A Comparative Analysis on the Performance of Upper Confidence Bound Algorithms in Adaptive Deep Neural Networks
Pith reviewed 2026-05-25 06:47 UTC · model grok-4.3
The pith
UCB-Bayes converges fastest among tested strategies in adaptive deep neural networks for edge inference, while UCB-V and UCB-Tuned dominate accuracy-energy and accuracy-latency trade-offs.

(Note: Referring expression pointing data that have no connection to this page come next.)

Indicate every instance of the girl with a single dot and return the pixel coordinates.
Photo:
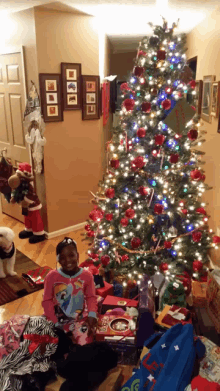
(69, 298)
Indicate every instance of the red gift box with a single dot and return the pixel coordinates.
(176, 315)
(111, 302)
(111, 325)
(107, 290)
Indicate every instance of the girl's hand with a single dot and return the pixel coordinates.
(91, 323)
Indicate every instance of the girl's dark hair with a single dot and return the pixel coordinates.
(66, 242)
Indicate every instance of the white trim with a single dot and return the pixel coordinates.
(54, 234)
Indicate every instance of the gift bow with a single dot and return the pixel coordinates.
(37, 340)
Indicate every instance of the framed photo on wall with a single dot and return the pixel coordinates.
(198, 98)
(206, 98)
(51, 96)
(90, 97)
(71, 85)
(215, 99)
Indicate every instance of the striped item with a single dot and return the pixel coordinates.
(7, 294)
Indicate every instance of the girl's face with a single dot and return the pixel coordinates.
(69, 259)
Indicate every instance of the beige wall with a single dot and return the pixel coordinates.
(204, 42)
(121, 64)
(74, 149)
(19, 30)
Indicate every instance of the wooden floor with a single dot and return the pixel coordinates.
(43, 254)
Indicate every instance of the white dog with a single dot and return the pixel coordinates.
(7, 251)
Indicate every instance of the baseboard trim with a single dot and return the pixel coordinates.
(54, 234)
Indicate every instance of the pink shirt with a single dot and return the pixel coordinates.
(68, 296)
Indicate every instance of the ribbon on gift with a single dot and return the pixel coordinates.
(37, 340)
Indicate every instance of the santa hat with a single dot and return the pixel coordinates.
(24, 170)
(201, 384)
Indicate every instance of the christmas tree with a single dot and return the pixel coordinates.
(148, 214)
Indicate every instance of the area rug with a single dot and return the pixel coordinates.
(14, 287)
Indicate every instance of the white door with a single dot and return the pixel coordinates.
(12, 106)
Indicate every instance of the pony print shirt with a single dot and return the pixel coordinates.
(65, 298)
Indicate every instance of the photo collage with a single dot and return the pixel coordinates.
(51, 98)
(91, 97)
(71, 87)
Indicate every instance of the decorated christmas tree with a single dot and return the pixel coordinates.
(148, 214)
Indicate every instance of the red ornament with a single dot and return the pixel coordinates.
(163, 267)
(96, 214)
(158, 209)
(131, 284)
(94, 256)
(141, 132)
(159, 139)
(91, 234)
(197, 266)
(174, 158)
(138, 71)
(143, 190)
(166, 104)
(141, 53)
(192, 134)
(196, 236)
(168, 90)
(129, 104)
(105, 259)
(154, 153)
(124, 258)
(115, 163)
(130, 213)
(135, 242)
(192, 83)
(138, 162)
(167, 244)
(146, 107)
(124, 222)
(124, 87)
(161, 55)
(110, 193)
(216, 239)
(196, 175)
(201, 211)
(109, 216)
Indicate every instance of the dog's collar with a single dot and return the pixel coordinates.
(8, 249)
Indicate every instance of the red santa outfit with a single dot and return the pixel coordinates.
(33, 221)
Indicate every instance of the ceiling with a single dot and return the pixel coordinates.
(126, 23)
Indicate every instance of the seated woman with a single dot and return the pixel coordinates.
(69, 298)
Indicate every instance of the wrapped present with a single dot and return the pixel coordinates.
(199, 293)
(36, 277)
(174, 294)
(100, 300)
(147, 295)
(111, 302)
(112, 325)
(176, 315)
(210, 365)
(213, 298)
(107, 290)
(126, 349)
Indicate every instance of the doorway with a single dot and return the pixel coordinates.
(12, 106)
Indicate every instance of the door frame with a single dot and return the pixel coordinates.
(12, 50)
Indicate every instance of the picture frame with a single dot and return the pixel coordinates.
(198, 98)
(51, 96)
(206, 98)
(71, 85)
(215, 99)
(90, 97)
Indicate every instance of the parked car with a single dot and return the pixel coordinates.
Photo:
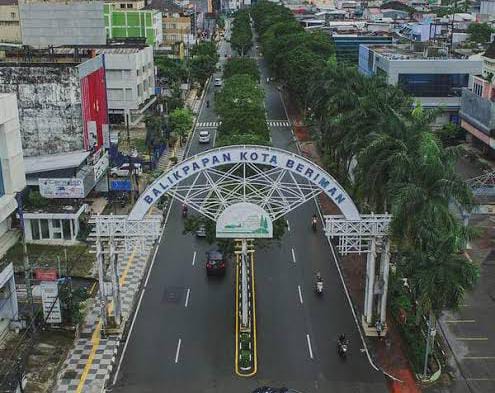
(204, 136)
(215, 263)
(123, 170)
(201, 231)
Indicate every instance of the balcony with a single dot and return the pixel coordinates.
(479, 112)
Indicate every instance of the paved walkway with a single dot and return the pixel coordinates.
(90, 362)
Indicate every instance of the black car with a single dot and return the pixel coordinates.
(215, 263)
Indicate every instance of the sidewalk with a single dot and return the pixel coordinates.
(391, 359)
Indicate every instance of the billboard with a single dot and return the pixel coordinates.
(244, 220)
(61, 188)
(94, 102)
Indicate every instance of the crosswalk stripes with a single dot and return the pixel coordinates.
(278, 123)
(271, 123)
(208, 124)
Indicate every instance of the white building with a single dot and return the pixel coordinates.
(72, 23)
(430, 76)
(130, 77)
(12, 178)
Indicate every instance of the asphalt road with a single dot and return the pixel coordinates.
(183, 337)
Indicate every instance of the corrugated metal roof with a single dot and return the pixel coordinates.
(53, 162)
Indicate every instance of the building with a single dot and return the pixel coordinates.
(63, 118)
(10, 27)
(45, 24)
(133, 23)
(177, 23)
(478, 106)
(12, 179)
(347, 45)
(130, 79)
(428, 74)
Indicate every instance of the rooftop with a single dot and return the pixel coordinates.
(406, 51)
(53, 162)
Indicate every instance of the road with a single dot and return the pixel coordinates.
(183, 336)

A machine-rendered reading of the paper's core claim, the machinery that carries it, and where it could break.
Core claim
By embedding UCB-V, UCB-Tuned, UCB-Bayes, and UCB-BwK alongside UCB1 inside the Multi-Armed Bandit controller of Adaptive Deep Neural Networks, the authors show on ResNet and MobileViT that every strategy attains sub-linear cumulative regret, that UCB-Bayes converges to low regret values ahead of UCB-Tuned and UCB-V, and that UCB-V and UCB-Tuned alone occupy the leading positions on the accuracy-latency and accuracy-energy Pareto frontiers across the three CIFAR datasets.
What carries the argument
Upper Confidence Bound (UCB) algorithms inside the Multi-Armed Bandit controller that dynamically choose confidence thresholds to trigger early exits in Adaptive Deep Neural Networks.
If this is right
- Every UCB variant tested yields sub-linear cumulative regret on the evaluated tasks.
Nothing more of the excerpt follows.